17.09.2015 15:00 Uhr

Everest-Überlebende gegen klassische Rollen

Lene Gammelgaard spricht in Rottweil: Beim "Woman in Business"-Kongress sollen Frauen (und Männer!) lernen, persönliche und gesellschaftliche Grenzen zu sprengen.

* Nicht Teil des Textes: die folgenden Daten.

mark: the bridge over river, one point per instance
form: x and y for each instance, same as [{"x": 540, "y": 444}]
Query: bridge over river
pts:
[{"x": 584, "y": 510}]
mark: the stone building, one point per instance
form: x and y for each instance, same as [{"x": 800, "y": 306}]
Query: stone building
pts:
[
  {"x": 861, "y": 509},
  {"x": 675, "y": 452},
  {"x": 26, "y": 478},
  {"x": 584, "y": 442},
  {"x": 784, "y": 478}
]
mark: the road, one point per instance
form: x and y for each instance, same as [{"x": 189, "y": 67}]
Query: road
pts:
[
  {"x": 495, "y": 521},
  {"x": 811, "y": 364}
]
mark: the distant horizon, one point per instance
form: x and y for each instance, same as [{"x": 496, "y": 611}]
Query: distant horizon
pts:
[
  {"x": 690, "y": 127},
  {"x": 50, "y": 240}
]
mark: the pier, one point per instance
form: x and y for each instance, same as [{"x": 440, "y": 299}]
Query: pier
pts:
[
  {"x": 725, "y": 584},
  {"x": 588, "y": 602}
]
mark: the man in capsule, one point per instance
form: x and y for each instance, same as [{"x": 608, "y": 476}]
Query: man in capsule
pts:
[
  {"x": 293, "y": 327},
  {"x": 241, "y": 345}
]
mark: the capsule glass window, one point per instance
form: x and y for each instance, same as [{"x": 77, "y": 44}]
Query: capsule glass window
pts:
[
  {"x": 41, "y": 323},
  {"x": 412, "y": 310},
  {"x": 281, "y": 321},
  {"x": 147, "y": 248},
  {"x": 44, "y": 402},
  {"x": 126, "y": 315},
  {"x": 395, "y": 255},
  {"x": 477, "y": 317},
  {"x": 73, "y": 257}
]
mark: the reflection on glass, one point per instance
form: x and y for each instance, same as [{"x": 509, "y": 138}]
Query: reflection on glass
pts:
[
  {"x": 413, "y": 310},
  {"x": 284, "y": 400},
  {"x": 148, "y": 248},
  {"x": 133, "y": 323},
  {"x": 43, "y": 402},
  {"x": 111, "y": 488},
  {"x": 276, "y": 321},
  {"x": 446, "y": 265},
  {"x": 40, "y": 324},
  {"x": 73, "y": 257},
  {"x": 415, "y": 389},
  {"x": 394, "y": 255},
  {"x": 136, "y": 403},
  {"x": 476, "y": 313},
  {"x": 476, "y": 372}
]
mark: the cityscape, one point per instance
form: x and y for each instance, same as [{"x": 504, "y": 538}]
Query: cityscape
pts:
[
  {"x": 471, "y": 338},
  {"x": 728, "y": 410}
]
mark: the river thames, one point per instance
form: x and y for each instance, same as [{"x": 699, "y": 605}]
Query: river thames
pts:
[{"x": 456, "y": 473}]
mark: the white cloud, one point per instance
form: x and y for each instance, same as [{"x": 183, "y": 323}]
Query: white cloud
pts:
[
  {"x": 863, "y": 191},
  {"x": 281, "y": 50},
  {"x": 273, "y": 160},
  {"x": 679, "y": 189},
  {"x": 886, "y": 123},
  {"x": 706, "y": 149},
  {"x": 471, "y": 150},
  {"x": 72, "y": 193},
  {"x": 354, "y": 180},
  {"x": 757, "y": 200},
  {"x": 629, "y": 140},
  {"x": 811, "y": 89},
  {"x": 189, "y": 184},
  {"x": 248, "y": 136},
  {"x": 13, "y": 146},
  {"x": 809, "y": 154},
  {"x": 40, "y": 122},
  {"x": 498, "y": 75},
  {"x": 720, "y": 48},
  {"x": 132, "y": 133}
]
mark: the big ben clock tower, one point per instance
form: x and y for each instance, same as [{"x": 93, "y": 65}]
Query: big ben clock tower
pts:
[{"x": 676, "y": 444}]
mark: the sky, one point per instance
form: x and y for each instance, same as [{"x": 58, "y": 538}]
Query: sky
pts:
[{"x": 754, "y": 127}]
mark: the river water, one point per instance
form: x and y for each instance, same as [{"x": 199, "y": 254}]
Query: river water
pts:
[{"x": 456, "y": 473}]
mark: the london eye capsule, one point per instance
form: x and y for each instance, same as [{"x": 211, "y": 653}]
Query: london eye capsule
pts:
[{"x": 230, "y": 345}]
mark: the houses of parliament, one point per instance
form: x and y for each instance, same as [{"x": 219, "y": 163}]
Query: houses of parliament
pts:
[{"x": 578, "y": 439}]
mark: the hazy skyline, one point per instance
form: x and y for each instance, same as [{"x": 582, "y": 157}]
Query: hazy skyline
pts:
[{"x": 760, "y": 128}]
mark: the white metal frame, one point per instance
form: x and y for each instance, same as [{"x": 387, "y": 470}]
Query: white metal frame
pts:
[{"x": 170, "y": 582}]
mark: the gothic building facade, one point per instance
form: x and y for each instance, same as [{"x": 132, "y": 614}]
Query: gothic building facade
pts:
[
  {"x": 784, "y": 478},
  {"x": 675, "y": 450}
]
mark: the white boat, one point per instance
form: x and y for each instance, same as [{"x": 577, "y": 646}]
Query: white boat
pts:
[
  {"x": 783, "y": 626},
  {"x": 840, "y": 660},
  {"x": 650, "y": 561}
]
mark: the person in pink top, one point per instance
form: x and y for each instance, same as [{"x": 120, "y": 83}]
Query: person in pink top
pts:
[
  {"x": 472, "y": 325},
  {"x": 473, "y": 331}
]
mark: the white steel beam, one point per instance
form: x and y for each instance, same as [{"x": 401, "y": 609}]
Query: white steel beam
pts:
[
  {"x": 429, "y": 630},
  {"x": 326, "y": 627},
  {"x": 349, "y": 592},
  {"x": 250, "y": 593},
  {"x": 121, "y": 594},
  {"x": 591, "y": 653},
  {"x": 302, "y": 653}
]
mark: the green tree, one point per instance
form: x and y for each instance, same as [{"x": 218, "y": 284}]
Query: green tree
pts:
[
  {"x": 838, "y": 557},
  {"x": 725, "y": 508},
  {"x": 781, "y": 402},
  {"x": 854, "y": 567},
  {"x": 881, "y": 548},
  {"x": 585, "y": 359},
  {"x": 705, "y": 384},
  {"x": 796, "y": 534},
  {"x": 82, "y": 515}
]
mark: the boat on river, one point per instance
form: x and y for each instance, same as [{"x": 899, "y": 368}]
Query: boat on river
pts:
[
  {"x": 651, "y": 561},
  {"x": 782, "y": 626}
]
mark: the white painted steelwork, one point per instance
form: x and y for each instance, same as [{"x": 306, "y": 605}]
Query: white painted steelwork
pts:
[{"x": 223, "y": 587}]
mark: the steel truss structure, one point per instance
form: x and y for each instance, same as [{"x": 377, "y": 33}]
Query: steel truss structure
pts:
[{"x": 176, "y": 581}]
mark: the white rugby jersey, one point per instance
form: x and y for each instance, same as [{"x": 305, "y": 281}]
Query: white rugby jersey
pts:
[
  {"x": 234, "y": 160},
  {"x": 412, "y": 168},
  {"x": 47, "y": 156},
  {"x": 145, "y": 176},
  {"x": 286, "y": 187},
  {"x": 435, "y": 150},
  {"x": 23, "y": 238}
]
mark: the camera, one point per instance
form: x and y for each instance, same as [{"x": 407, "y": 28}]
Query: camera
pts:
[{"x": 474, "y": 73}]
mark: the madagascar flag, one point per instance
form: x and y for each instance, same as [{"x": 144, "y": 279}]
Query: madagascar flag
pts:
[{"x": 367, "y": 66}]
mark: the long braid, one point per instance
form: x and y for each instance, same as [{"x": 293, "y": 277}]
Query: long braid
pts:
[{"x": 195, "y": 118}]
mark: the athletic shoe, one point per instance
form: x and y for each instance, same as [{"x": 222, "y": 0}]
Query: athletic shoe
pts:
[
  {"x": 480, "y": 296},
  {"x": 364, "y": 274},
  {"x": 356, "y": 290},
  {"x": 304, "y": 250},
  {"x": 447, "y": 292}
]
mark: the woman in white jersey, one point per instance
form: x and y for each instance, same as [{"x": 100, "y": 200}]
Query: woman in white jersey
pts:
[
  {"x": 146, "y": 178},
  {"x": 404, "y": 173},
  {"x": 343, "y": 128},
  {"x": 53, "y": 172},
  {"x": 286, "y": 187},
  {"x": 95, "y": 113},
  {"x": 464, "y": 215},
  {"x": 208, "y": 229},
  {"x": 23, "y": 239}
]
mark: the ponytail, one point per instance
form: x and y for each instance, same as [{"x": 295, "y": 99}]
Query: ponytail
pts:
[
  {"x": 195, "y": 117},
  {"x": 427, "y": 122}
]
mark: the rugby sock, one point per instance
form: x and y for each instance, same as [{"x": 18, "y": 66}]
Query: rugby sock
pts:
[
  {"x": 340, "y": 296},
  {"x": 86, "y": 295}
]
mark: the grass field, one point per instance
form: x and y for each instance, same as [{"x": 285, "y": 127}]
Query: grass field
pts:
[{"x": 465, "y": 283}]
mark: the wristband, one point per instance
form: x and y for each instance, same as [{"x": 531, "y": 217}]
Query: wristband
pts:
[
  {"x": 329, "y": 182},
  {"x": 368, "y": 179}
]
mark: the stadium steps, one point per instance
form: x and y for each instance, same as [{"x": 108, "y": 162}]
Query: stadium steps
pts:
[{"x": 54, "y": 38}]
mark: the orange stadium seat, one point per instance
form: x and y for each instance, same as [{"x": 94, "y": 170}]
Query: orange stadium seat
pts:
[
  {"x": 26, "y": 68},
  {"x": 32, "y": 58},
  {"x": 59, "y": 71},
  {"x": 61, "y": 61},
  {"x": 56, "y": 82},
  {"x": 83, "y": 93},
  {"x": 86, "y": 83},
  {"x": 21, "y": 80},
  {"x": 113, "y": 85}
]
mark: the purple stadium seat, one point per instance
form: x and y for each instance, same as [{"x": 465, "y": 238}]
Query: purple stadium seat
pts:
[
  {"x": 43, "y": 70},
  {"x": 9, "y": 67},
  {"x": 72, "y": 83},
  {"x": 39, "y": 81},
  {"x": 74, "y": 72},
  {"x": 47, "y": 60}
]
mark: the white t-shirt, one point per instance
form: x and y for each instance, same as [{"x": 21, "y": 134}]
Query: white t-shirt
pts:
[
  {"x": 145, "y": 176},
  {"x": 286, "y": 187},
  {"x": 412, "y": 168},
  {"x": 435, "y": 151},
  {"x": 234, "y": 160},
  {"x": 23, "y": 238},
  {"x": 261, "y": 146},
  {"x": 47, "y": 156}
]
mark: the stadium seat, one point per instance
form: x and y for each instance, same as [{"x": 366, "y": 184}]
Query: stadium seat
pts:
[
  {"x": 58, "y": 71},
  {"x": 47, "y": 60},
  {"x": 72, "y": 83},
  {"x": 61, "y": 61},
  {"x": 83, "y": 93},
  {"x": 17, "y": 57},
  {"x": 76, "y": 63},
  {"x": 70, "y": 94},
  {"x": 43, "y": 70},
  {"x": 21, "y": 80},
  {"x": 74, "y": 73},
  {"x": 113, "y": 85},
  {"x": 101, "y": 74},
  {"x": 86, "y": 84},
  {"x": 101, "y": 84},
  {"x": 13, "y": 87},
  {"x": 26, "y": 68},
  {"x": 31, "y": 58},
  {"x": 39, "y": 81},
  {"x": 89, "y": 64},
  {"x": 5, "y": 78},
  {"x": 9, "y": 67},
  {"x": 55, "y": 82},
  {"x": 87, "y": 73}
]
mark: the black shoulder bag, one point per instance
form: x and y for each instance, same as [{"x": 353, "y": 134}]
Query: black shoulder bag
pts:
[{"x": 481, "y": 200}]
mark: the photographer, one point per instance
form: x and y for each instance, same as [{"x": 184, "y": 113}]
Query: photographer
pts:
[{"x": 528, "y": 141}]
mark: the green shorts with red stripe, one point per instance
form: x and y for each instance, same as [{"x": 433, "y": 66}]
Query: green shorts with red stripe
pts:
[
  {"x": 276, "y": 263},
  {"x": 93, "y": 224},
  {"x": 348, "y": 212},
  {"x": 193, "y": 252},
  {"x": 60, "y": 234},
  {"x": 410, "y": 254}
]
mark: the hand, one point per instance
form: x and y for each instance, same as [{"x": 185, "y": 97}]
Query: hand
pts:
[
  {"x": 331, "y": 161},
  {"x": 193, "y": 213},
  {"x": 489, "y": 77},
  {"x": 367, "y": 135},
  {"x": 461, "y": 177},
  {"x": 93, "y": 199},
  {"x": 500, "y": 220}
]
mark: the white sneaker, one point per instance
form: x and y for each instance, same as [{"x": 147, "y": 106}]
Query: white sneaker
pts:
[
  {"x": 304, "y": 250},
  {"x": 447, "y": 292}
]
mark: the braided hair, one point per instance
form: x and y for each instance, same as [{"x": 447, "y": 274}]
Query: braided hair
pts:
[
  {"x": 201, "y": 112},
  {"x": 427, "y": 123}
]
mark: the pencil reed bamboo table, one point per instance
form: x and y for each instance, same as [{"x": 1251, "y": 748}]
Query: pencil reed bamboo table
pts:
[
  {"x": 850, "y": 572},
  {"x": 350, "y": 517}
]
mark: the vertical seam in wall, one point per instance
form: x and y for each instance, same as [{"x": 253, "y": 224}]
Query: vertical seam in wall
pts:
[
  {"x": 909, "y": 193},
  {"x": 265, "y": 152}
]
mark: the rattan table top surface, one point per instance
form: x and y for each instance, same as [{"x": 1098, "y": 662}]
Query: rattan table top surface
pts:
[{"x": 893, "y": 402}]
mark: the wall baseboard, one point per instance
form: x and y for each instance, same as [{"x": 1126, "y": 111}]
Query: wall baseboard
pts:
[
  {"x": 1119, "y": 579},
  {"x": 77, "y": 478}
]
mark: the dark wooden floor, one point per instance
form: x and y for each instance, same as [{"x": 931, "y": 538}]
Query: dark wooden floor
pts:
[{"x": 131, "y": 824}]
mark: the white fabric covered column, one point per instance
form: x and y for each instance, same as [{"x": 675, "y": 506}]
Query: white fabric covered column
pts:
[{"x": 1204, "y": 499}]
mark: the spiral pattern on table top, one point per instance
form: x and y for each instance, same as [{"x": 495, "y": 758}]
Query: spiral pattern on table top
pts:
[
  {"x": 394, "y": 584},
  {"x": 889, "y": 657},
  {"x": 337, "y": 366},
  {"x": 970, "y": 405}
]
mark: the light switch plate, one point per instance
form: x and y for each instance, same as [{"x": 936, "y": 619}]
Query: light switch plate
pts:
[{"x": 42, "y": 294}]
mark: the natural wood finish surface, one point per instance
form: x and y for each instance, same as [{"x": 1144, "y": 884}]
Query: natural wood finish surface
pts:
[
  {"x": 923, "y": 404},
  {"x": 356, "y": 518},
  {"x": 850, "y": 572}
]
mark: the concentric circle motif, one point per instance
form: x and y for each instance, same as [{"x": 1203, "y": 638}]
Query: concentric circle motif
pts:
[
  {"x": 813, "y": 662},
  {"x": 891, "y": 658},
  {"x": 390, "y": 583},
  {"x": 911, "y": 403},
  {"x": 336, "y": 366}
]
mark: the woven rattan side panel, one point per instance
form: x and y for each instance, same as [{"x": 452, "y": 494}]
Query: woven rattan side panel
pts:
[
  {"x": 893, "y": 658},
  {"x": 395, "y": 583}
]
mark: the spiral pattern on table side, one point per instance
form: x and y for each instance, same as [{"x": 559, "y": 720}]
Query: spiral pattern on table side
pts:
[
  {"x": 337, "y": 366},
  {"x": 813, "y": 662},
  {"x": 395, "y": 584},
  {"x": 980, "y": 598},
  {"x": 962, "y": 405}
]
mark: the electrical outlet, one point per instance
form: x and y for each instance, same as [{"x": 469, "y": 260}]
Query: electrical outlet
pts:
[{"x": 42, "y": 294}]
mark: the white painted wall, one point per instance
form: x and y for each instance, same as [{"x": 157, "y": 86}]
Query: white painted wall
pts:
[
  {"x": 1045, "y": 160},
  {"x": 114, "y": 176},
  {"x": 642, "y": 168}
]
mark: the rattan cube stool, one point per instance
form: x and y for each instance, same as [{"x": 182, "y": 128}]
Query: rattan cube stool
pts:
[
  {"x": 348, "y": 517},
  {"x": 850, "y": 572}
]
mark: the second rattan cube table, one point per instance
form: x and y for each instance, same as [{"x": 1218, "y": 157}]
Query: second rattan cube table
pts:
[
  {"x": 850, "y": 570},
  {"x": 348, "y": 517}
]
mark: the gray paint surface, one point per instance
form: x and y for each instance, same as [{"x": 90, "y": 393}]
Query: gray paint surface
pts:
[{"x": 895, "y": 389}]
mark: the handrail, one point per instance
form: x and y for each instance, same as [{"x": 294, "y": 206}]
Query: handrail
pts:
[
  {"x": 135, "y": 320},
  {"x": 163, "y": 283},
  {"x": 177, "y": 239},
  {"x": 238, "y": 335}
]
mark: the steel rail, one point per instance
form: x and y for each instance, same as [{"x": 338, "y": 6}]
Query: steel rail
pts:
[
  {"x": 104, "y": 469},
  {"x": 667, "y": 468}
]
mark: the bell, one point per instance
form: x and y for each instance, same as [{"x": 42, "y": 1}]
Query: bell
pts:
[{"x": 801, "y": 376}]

Lene Gammelgard hat den Everest bezwungen und kämpft nun dafür, Grenzen zu überwinden. Foto: PR

Lene Gammelgard hat den Everest bezwungen und kämpft nun dafür, Grenzen zu überwinden. Foto: PR

Rottweil. Frisch angelaufen ist der Film „Everest“. Kritiker haben ihn als ein „Gesamtkunstwerk der Qual“ bezeichnet. Wenig bekannt ist, dass unter den Überlebenden der neu verfilmten Tragödie am Mount Everest 1996 auch Frauen waren. Eine davon ist die Dänin Lene Gammelgaard.

Sie ist am 26. September als Keynote-Speakerin beim "Woman in business"-Kongress in Rottweil zu erleben. Ihr Thema: "Survive – Motivate – Inspire. Persönliche Grenzen sprengen."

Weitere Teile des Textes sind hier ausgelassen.